I dropped my backpack on the dilapidated gold velvet slipper chair by the front door. Nan’s place was the same as always—time-warped and tidy. Most of her furniture dated around the 1960s—an eclectically elegant mix of things from her life with Grandpa and the graceful Park Avenue furnishings she inherited when my great-grandmother and great-grandfather died, way before I was born. The rich burgundy embroidery was now yellowed and the silk draperies were probably older, maybe from the forties—and totally oversize for the tiny windows they now framed. But Nan made it all work.
“What is this?” I asked. Nan’s eyes twinkled mischievously as she set the giant cheesecake down in front of me on the coffee table.
“I was thinking, if you don’t mind, we should skip dinner tonight and go straight to dessert?” Nan was my kind of girl.
I nodded and contemplated
the cheesecake, which was smothered in chocolate and caramel and pecans. “It does have nuts on it…” I said.
“Yes, and pecans are a good source of protein,” Nan added.
“Totally, and you can’t beat chocolate for antioxidants!” I said.
“Just what I was thinking!” Nan said, delighted. “It’s practically health food.”

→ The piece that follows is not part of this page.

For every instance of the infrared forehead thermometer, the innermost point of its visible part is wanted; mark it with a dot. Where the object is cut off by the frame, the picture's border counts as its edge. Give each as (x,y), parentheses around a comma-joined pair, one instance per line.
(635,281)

I gave Nan a hug, and she squeezed me tightly.
You have to understand what it was like to be hugged by Nan. You didn’t just hug Nan, you melded with her. It felt like your heart and her heart found each other, all perfectly lined up, and they started to beat together. As she hugged you, you noticed her tiny heartbeats grow stronger and stronger with every beat. It was total bliss.
She was petite, as Nan would say, probably five foot five, maybe shorter. Nan did yoga and Aquacise and tap, plus she went ballroom dancing every Thursday. She was as fit as she could be. Once she actually did a headstand right in the middle of her living room. I could hardly believe it. It’s not every day you see an octogenarian upside down.
But lately every time I saw her, it seemed as though she was shrinking a bit. I think that really happens—old people just get smaller because they’re so wrinkly. You know like how your shirt looks when you take it out of the dryer after a couple of days?
“May I?” I said, cutting us each slices and delicately placing them on two small china plates, giving the biggest one to Nan. Nan always ate on china, even if it was just moo goo gai pan from Ping Chong’s Chinese. According to Nan, every day she had left on the planet was a special occasion. She certainly made it feel that way. She was leaving the china to me in her will, probably because I was her favorite and the only person in the family who wouldn’t pimp it on eBay.
“Dear, do you prefer milk or champagne with your cheesecake?” Nan asked as she headed toward the kitchen. I laughed.